So, why did they move out of cloud?

Deep customer empathy is at the core of Dukaan’s approach. They initially adopted a lean startup methodology, rapidly launching their Minimum Viable Product (MVP) just two days after conceiving the idea. As their customer base expanded, they continued to develop new features and products.

However, as they progressed, they faced a significant challenge — the monthly cloud costs were skyrocketing (running at $90K). Recognizing the price-sensitive nature of the Indian market, Dukaan realized that their customers wouldn’t be able to bear the burden of high service fees. So, they embarked on a mission to find ways to reduce these costs and make their services more affordable.

Despite having secured a significant amount of investment capital, Dukaan made a deliberate choice to exercise financial prudence. Their decision was guided by a long-term vision for the company, prioritizing sustainability and cost-efficiency.

Cloud computing enables scalability and high availability but may pose latency and security concerns. Switching to, bare-metal servers offer high performance and control but comes with upfront costs and maintenance overhead.

Given Dukaan’s current customer base(~ 150,000 customers) and traffic, the decision to use bare-metal servers became more cost-effective. To manage maintenance, they’ve partnered with external firms that handle hosting of bare metal infrastructure across different regions. In making this transition, Dukaan prioritized high performance over high availability. As a result, their monthly costs decreased significantly, from $90,000 on the cloud to $1,500 with bare metal, and their IOPS (Input/Output Operations Per Second) saw a substantial improvement due to this shift.

Caveats?

Their database is on-prem but, backups are on cloud (that’s the only cloud cost they pay today).

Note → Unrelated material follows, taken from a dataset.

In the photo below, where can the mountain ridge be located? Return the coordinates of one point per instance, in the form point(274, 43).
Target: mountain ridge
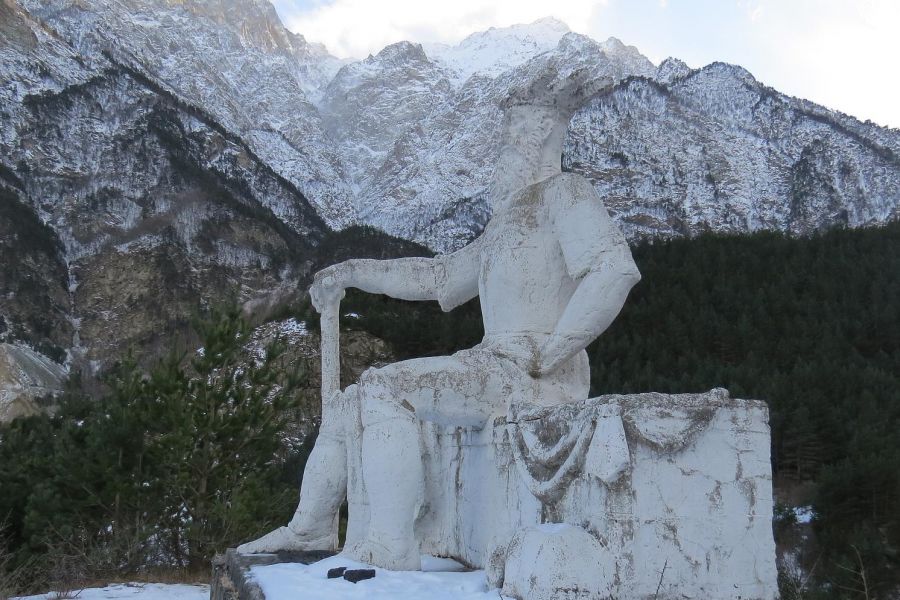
point(204, 140)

During downtime: If all the servers across regions are unavailable, it takes roughly ~ 7–30minutes to bring their system back to normal (Point-In-Time-Recovery from their cloud backups).

How do they handle peak traffic (say, if one of the customers of Dukaan goes to Sharktank)?

Dukaan knows the maximum load each server can handle, allowing them to gauge their infrastructure’s capacity accurately.

With proxies in 22 regions worldwide, they have a distributed network that can direct and manage traffic across different server locations. When there is a surge in traffic in one region during its daytime, Dukaan can effectively redirect requests to regions where it’s nighttime, distributing the load and maintaining performance.

Dukaan acknowledges that spinning up an instance in a new region can introduce a lag of approximately 200ms. To mitigate this, they actively monitor traffic patterns and can intelligently route requests, thus optimizing response times.

Would they end up building a data center if they scale enormously down the lane?

Dukaan’s plan is to consider migrating to cloud services if they find it cost-justifiable.

Should all startups adopt this strategy? or Should all startups start with bare metal over cloud?

It depends on the stage of startup, the trade-off’s the startup wants to choose and the startup’s appetite for risk! It’s never a one-size fit all solution!